Sempre tive a imagem do natal como um grande enterro. Enterro de nossas vaidades – aquilo que tentamos sobrepor ao outro. Enterro de agendas e cronogramas, para que dali eu possa presenciar o broto autêntico da vida, sem jóias e relógios, apenas nua, medida sem vergonha, descaso de mentiras e domesticações. Enterro do que não vi, não degustei, não tateei e não cheirei. O natal para mim é ressurreição do eu mais primário, mas existente, escondido, fragilizado, anêmico, marginalizado, excluído, banido, subnutrido, esquecido.
Hoje galga em mim uma vontade de dormir na estrada, a caminho de algo que não encontrei e nem encontrarei. Quero fugir das luzes e buscar a escuridão da noite de natal. Talvez lá eu possa me encontrar, perdido num ventre de rotina que hoje se resume num plano universo (um só verso), por isso, bebida e comida, um estado de sobrevivência fatal e corriqueira.
Talvez o que chamam de "noite iluminada", seja no fundo o brilho que buscamos no silêncio contemplativo da escuridão, que é sinônimo de não-aparência, não-horizonte, apenas percepção de respeito e espreiteza.

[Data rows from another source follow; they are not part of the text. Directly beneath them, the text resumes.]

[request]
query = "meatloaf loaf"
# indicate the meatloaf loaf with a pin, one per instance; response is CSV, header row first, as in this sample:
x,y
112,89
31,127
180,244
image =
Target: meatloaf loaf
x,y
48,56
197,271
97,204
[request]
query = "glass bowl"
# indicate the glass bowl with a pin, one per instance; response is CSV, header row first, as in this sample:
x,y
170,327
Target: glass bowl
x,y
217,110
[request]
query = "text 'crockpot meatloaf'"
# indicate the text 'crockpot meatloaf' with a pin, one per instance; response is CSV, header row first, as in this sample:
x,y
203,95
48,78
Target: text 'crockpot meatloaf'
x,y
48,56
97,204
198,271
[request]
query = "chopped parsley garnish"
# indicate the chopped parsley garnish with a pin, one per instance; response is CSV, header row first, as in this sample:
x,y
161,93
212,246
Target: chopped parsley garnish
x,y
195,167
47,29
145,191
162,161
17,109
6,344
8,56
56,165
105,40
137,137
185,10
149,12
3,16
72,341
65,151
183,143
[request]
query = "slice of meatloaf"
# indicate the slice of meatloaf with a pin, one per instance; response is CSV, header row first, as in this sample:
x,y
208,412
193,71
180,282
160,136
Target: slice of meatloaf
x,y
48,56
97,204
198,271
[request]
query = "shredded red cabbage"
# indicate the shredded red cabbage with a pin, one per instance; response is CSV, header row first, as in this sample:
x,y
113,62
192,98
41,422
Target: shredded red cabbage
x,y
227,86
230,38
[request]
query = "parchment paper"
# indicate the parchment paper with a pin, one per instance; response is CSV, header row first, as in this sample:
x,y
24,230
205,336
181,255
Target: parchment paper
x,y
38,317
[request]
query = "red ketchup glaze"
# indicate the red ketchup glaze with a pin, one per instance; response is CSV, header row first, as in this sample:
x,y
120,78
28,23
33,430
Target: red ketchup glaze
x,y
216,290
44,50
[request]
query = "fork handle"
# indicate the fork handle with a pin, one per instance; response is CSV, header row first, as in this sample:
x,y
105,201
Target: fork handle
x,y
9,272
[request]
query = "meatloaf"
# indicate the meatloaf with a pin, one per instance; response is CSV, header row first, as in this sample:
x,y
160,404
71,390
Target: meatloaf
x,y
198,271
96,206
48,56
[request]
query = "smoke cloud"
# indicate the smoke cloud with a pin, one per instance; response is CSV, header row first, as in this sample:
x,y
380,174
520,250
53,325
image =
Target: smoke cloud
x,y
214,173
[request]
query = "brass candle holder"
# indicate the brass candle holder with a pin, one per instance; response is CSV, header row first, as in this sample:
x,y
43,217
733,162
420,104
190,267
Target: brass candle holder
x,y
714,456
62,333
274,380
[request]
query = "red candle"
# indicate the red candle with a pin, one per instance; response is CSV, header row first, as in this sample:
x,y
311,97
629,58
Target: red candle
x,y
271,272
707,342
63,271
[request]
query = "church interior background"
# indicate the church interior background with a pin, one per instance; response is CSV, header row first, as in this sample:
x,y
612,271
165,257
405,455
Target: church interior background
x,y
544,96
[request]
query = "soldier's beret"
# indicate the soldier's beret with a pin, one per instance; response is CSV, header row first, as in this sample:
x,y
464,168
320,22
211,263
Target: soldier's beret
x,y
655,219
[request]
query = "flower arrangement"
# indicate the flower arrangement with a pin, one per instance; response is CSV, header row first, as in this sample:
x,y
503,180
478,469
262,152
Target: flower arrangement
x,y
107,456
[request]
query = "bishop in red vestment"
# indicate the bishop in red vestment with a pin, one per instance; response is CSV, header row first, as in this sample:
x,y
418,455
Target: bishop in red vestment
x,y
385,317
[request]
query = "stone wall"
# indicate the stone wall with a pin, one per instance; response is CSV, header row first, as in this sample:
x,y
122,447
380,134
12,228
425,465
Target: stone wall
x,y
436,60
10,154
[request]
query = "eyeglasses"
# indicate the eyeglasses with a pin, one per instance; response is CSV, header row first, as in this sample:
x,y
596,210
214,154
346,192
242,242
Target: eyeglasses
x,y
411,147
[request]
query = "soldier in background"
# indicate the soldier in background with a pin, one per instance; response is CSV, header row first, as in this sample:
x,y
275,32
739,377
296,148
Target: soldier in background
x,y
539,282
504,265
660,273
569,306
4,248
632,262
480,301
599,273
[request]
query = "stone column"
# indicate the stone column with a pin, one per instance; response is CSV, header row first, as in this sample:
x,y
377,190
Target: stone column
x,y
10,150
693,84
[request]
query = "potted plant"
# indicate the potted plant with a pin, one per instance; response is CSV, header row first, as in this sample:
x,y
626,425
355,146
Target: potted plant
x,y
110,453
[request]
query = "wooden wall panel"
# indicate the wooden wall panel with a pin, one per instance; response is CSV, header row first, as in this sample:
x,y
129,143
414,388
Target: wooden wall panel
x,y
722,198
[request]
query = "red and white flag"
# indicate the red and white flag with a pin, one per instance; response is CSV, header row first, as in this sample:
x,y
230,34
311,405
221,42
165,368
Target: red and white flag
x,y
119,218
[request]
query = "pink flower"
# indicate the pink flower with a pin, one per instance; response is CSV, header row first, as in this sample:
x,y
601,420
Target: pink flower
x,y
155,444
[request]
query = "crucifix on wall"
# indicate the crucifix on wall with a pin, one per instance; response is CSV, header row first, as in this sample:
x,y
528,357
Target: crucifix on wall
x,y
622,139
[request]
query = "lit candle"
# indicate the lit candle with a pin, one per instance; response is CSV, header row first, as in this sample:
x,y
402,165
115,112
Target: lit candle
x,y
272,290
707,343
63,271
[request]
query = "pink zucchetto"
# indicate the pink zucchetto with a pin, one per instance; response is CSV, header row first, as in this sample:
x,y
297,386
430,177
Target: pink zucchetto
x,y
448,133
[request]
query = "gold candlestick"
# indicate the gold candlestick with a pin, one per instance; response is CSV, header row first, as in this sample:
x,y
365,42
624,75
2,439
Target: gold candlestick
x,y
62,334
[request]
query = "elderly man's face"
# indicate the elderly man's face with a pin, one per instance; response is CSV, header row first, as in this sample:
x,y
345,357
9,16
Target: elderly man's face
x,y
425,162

Neste sentimento iluminamos a nós mesmos, nossos eixos e centros, tão desbirutados pelas gigantescas demandas e estratégias sociais, profissionais, políticas, culturais e comportamentais em que nos deixamos reger diariamente.
A ética de nosso coração está no estômago de nossa faina histórica.
Neste ano vi tanta gente falar, planejar e contar carros, apartamentos, e-mails, maridos. Outros vi enlouquecer, dormir, enfartar, casar, fugir e romper com patrões e família. Natal é motivo de memória, é o parto do novo!

Esta memória faz-me voltar para a minha imagem. Confesso que envelheci, tenho fios brancos em minha barba, barba esta de tantos comentários e deslogios (falta de cuidado, assim dizem!), meu corpo a manjedoura das minhas angústias, medos, esperanças e projetos. Hoje me identifico com Jesus no horto e não aquela imagem do presépio: vivo, como folha verde na primavera. Talvez esta confusão de imagens e cenários, entrando num complexo quase que ilegível, seja o resultado da tão falada experiência religiosa - confundir imagens, rostos, anos e etapas. Hoje não sei se sou Filho envelhecido ou tornei-me Pai, terceira pessoa da trindade. Mas com inspiração nas cicatrrizes que carrego, descrevo balbuciando ao vento: quero ser Espírito para voar deste chão, quero vitalidade para percorrer desertos e jejuns, ou então, quero ser menino aquecido pelo bafo simples e real de um burro. Sem medo de bactérias, de compromissos, de nojeiras, de absurdos, de idiotices e/ou maluquices. Quero ser/estar entre o sono do sonho e o sonho do sono, aqueles de minha infância que eram levemente encerrados ao som profético e familiar de um passarinho a mergulhar no orvalho da manhã. Na cozinha nasce o cheiro do café e o som dos passos de minha vó, preparando o caixote de lenhas, frescas para o sacrifico do almoço. Doce abandono, curta viagem, enorme distância, parida memória.

De Fábio José Garcia Paes

Comentários

Unknown disse…
Frei Vitório!
O cenário da vida se equaciona num calendário? Não!!! Muito se equaciona nas amizades verdadeiras.
Hora de rever velhos amigos de Guaratinguetá.